The illusion seems to work for a lot more people. She is constantly surrounded by suitors, admirers, and people fawning over her. I can see how she has come to believe her own hype.
I look pretty tonight. The top shimmers and covers just the right amount of skin, but there is so much more to it than that. The skirt, oh, the skirt fits me waaay better than it does my sister. I have to tell her to step up her jogging. In the meantime, this skirt is mine. She won’t miss it anyway.
The straps on these shoes are killing me, but they look so beautiful on. The fresh pedicure whatsherface gave me looks fabulous. That and the shoes, well, along with the nice skirt – I do look good tonight. I haven’t had to buy a single drink. Well, I never do, my friends will always make sure to take care of my drinks. Hell, I never go out with more than $10 in my purse - just enough to catch a taxi, and usually I just smile at the cab driver and he doesn’t charge me.
I can’t stand being around them sometimes. My sister seems to be having fun with them – they’re probably all talking about her boring boyfriend. Who needs a boyfriend anyway? It’s way more fun to play the field. I’ve had my fun, but I know none of the guys around here are for me. I wouldn’t want to get stuck here anyway.
When I’m in the club, I see the married man I was with just last weekend. It was fun, spending time in a fancy resort, driving up there on his boat. To his left, I see the wife he barely thought of on our weekend. I guess she’s pretty enough, but she’s old. But what is she wearing? Ugh…I have a top just like that!! Time to do some damage.
She climbed up the stairs and leaned over the railing, nice colorful drink in hand. She waited, ignoring her friends as she waited for the other woman to walk below her. When she did, her drink suddenly slipped. She’d practiced often enough: a slight flick of her wrist, other hand in hair, looking away at an angle, as though she was caught by surprise. Below, she could hear a gasp followed by a shriek. The hand holding the now-empty cup moved quickly to her side, and she kept walking to the DJ booth, casual and innocent, alibi at the ready.
That night, she danced harder than everyone around her, drank heavier than her friends, who paid for her drinks [of course], and at the end of the night was no worse for the wear. She took a ride from a friend, and went home to sleep for most of the day.
It’s been nearly five years, and today, she wears a fine, slinky dress. Her makeup is heavier than usual. All those years of heavy drinking seem to have taken its toll. The wrinkles around her eyes need to be hidden. Her bare skin is no longer dewy and supple; instead, faint spots and freckles have shown up with no intention of going away. Microdermabrasion would work, but she refuses to dip into her bank account to pay for it. She’ll ask her parents to give her the treatment as a present sometime.
They’ll give her anything anyway. Just look at her fancy sweet sixteenth birthday party: she got her heart’s desire. Little does she know that it took her parents nearly ten years to pay off the loan that paid for that production.
Today I get to watch my sister tie the knot. Of course, I have to be a stunning, dazzling vision. As the single sister, it’s my night to shine. Big Sis is already getting married; she doesn’t need to impress anyone. It’s up to me to look my best to impress brother-in-law’s rich colleagues. Who would have thought that mousy sis would get married to a fabulously wealthy man! Okay, she’s not mousy, but she certainly can’t hold a candle to me!

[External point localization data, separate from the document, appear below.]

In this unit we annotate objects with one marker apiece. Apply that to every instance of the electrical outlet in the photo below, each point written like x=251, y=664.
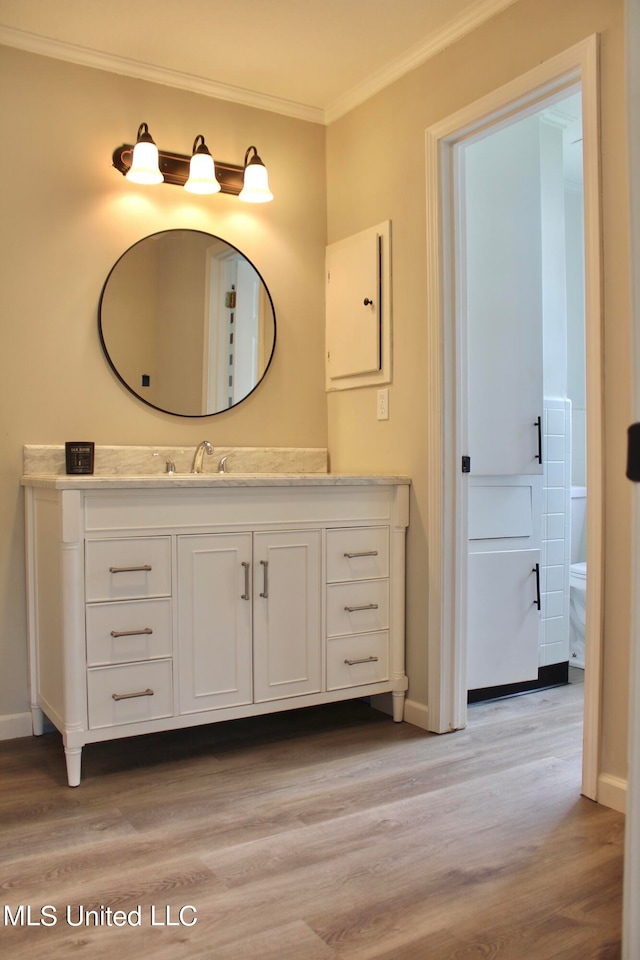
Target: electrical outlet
x=383, y=404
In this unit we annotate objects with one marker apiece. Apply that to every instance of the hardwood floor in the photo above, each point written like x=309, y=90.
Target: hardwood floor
x=323, y=834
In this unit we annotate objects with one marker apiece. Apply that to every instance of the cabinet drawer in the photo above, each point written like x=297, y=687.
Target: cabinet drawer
x=128, y=569
x=361, y=606
x=142, y=631
x=357, y=553
x=353, y=661
x=152, y=680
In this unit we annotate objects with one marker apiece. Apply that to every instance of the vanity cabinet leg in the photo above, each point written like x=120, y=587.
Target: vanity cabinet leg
x=73, y=756
x=37, y=720
x=398, y=707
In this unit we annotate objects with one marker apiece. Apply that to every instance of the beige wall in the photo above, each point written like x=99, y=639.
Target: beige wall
x=376, y=171
x=67, y=215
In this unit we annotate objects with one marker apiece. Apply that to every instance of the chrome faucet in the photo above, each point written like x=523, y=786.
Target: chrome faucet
x=199, y=456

I just can’t believe that I’m not maid of honor at my own sister’s wedding! You would think that since I am her only sister, she wouldn’t think twice, but instead, she chose her childhood friend. Mom and Dad didn’t even say anything to her about it. I asked them to, but they said it was her choice. Well, I’ll show her when I look better than her at her own wedding. Not that it’s hard to do that anyway.
She is living alone in a small apartment that her parents are paying for. She still maintains her figure, but her face shows the passage of time. She has not aged well, she is still single. She has to cling to the friends who feed her illusion. The men who used to flock to her side now watch her in pity. She sits at the bar, mourning her youth. They buy her drinks to keep her from talking. Each drink sends her slowly into oblivion, until she has to stumble out on her own, no-one beside her. The lone cab driver who picks her up doesn’t respond to her pathetic attempts at flirtation. At her door, she turns as if to go away. “Ten dollars,” says the driver. Shamed, she pulls out the crumpled bill and stomps into her room, old and alone.